With that in mind, a risk of 1 could mean that one quick manual test would be enough to send it out the door. The rare time something was rated as high as 20 or 25, I would have a litany of reasons sourced from the team as to why we were nervous about it and what we needed to do to mitigate that. That number assigned to “risk” at the end of the day became a useful barometer for whether the amount of testing we planned to do was reasonable.

Beyond testing

Doing this kind of risk assessment had positive effects outside of calibrating our testing. The more integrated testing and development became, the more clear it was that management couldn’t just blame testing for long timelines on some of these features. I deliberately worked this into how I wanted the risk scale to be interpreted, so that it spoke to both design and testing:

Risk  Interpretation
1-4 Minimal: Can always improve later, just test the basics.
5-10 Moderate: Use a solution that works over in-depth studies, test realistic edge cases, and keep estimates lean.
12-16 Serious: Careful design, detailed testing on edges and corners, and detailed estimates on any extra testing beyond the norm.
20-25 Critical: In-depth studies, specialized testing, and conservative estimates.

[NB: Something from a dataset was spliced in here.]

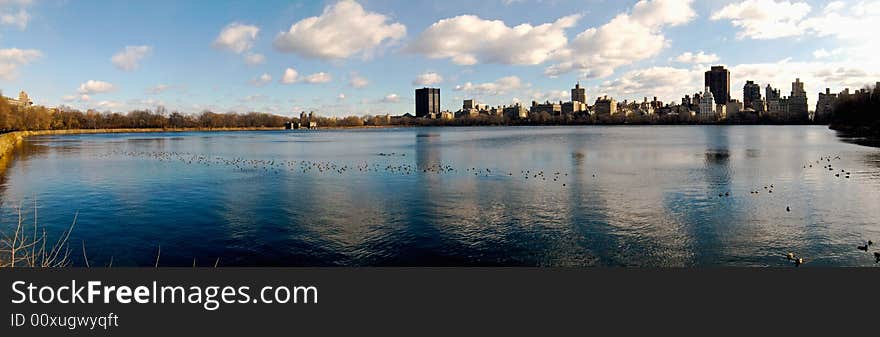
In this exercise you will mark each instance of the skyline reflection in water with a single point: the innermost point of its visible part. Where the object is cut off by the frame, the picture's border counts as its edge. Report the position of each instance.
(500, 196)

These boundaries are always fuzzy, of course, and this whole thing has to be evaluated in context. Going back to Angie Jones’s talk, she uses four of these 5×5 grids to get a score out of 100 for whether a test should be automated, and the full range from 25-75 only answers that question with “possibly”. I really like how she uses this kind of system as a comparison against her “gut check”, and my team used this in much the same way.

The end result

Although I did all kinds of fun stuff with comparing these risk estimates against the story points  we put on them, the total time spent on the ticket, and whether we were spending a reasonable ratio of time on test to development, none of that ever saw practical use beyond “hmmm, that’s kind of interesting” or “yeah that ticket went nuts”. Even though I adopted this tool as a way of responding to pressure from management to justify timelines, they (thankfully) rarely ended up asking for these metrics either. Once a ticket was done and out the door, we rarely cared about what our original risk estimate was.

On the other side, however, I credit these (sometimes long) conversations with how smoothly the rest of our sprints would go; everybody not only had a good understanding of what exactly needed to be done and why, but we arrived at that understanding as a group. We quantified risk to put a number into a tracking system, but the qualitative understanding of what that number meant is where the value lay.